Visualization and summary statistics (part 2)
2025-09-17
We learned about the sample mean \(\bar{x}\), the sample variance \(s^2 = \frac{1}{n-1} \sum_{i=1}^{n} (x_{i} - \bar{x})^2\), and the sample standard deviation \(s = \sqrt{s^2}\)
Why care about standard deviation (SD)? Describes how far data are distributed from their mean
Usually (but not always!!) about 70% of the data will be within one SD of the mean, and 95% will be within two SDs
These percentages are not precise, but are useful for intuition
We will come back to this later in semester
We know how to calculate some summary statistics and interpret them alongside the histogram. But wouldn’t it be great if we had a visualization that directly displays some summary statistics?
Another commonly used visualization to display the distribution of a numerical variable is the boxplot. Boxplots are created using five statistics and identify unusual observations.
The (sample) median \(m\) is another common measure of center of a distribution. It is the value of the data distribution where 50% of the data are less than \(m\) and 50% of the data are greater than \(m\).
Consider the following data: \(\boldsymbol{x} =108,112,113, 114, 115, 116, 118, 119, 121, 129\). What is the median?
The median is also known the 50th percentile because 50% of the data fall below \(m\)
Code in R: median(x) where \(x\) is a vector
The 25th percentile is the value of data with 25% of values below it. Special name: first quartile \(Q_{1}\)
The 75th percentile is the value of data with 75% of values below it. Special name: third quartile \(Q_{3}\)
What percent of the data fall between \(Q_{1}\) and \(Q_{3}\)? What percent of the data fall between \(Q_{1}\) and the median?
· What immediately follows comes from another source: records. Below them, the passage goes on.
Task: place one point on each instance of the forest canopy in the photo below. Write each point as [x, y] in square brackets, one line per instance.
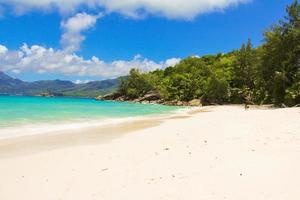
[266, 74]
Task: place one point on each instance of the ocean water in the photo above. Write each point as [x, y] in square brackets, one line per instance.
[19, 114]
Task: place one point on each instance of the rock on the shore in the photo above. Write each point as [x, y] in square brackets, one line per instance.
[195, 102]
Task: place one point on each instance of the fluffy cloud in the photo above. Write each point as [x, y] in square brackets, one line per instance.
[186, 9]
[47, 60]
[73, 28]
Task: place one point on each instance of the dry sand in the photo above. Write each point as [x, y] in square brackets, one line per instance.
[226, 153]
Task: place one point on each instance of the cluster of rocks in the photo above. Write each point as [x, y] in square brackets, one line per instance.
[149, 98]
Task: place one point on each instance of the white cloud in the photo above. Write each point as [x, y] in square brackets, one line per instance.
[184, 9]
[3, 49]
[47, 60]
[73, 28]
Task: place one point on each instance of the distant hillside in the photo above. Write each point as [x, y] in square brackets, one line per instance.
[9, 85]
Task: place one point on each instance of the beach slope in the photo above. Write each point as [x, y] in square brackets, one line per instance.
[222, 153]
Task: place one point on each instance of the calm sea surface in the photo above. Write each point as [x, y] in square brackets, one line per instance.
[17, 111]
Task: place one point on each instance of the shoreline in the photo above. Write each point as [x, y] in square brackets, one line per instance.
[223, 152]
[94, 133]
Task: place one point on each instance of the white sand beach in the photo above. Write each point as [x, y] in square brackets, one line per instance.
[222, 153]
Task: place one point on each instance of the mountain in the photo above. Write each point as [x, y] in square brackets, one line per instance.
[11, 86]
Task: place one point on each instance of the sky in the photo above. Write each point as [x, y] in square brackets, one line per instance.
[85, 40]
How to calculate? Suppose we have \(2q\) (even) or \(2q + 1\) (odd) number of values
\(Q_{1}\) is the median of the \(q\) smallest values
\(Q_{3}\) is the median of the \(q\) largest values
What are \(Q_{1}\) and \(Q_{3}\) of the data \(\boldsymbol{x} = 108,112,113, 114, 115, 116, 118, 119, 121, 129\)?
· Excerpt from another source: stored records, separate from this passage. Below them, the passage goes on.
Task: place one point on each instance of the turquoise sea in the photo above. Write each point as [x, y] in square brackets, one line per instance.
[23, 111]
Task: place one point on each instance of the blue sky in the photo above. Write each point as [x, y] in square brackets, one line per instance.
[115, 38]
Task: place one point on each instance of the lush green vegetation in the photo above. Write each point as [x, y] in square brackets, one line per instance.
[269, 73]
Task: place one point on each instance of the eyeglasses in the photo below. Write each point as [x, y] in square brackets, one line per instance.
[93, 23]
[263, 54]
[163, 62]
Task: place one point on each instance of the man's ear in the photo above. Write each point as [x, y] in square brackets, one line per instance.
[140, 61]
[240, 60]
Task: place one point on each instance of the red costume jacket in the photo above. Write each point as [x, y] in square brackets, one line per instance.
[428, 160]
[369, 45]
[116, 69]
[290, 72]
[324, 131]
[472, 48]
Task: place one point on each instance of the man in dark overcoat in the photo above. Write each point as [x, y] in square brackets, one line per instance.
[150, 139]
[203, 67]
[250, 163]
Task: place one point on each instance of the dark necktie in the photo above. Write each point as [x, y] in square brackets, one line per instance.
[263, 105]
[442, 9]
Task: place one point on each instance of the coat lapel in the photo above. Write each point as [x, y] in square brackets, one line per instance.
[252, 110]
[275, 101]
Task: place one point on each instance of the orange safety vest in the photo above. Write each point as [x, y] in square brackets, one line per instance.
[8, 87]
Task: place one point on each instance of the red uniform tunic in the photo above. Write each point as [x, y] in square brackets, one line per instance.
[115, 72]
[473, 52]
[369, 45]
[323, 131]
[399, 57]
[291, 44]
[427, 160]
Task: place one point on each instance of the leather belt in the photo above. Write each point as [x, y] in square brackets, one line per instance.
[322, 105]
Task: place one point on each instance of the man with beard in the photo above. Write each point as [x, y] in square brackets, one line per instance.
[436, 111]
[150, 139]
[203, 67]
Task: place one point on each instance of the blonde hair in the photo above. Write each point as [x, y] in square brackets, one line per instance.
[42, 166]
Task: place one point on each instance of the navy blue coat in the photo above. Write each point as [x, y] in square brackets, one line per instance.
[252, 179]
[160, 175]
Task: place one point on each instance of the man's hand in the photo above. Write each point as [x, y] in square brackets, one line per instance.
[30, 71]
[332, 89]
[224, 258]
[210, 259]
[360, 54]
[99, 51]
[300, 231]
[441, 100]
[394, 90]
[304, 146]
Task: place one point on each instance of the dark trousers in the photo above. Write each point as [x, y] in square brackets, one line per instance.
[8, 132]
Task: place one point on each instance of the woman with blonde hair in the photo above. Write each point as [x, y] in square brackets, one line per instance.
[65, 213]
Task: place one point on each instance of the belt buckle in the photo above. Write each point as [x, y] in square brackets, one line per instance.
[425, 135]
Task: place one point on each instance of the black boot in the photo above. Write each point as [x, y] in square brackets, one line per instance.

The interquartile range (IQR) is another measure of variability/spread in the data.
\[ IQR = Q_{3} - Q_{1} \]
The “box” part of the boxplot is created using \(Q_{1}\), \(m\), and \(Q_{3}\)
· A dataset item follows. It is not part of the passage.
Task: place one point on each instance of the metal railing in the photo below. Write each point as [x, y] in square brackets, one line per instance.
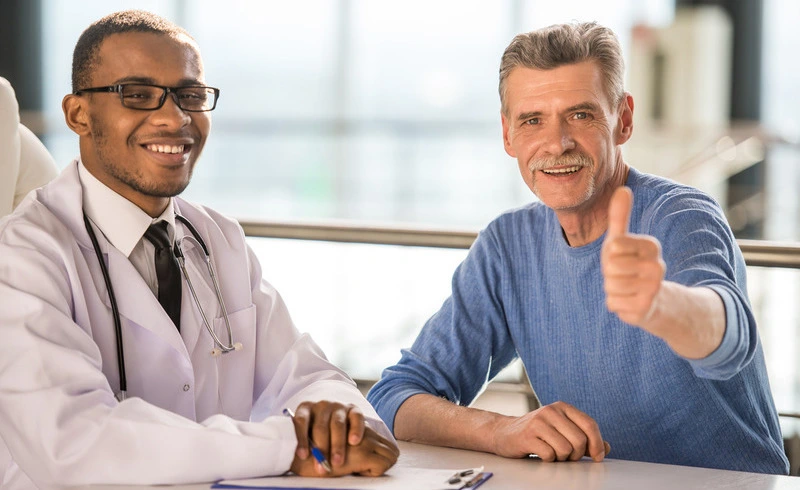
[756, 252]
Draw whiskers from the box that attempt to capture data outside the IQR
Lastly, we add dots for any cases that lie beyond the whiskers
These points are unusually high/low compared to the rest of the data and are worth identifying as potential outliers
An outlier is an observation that appears extreme relative to the rest of the data
Let’s draw a boxplot for the data \(\boldsymbol{x}\)!
Why are we interested in identifying outliers?
Identifying strong skew
Identifying possible data collection/data entry errors
Providing insight into interesting properties of the data
What characteristics of the distribution are apparent in the histogram and not in the box plot? What characteristics are apparent in the box plot but not in the histogram?
\(\qquad \bar{x} =\) 116.5, \(s =\) 5.8, \(m =\) 115.5 , \(IQR =\) 6
Suppose we actually observed an additional data point with a value of \(170\). What are the sample statistics with this additional data point? How do they compare to the values above?
\(\bar{x}' =\) 121.4, \(s' =\) 17.03, \(m' =\) _____, \(IQR' =\) _____
Robust statistics are statistics that are minimally affected by extreme values
When should the mean be similar to the median (and the standard deviation similar to the IQR)?
Which is better measure of center? The mean or the median?
Boxplots are another univariate visualization for numerical data
Median and IQR are robust to outliers, whereas mean and standard deviation are sensitive to outliers
When should we prefer median over mean (or vice versa)?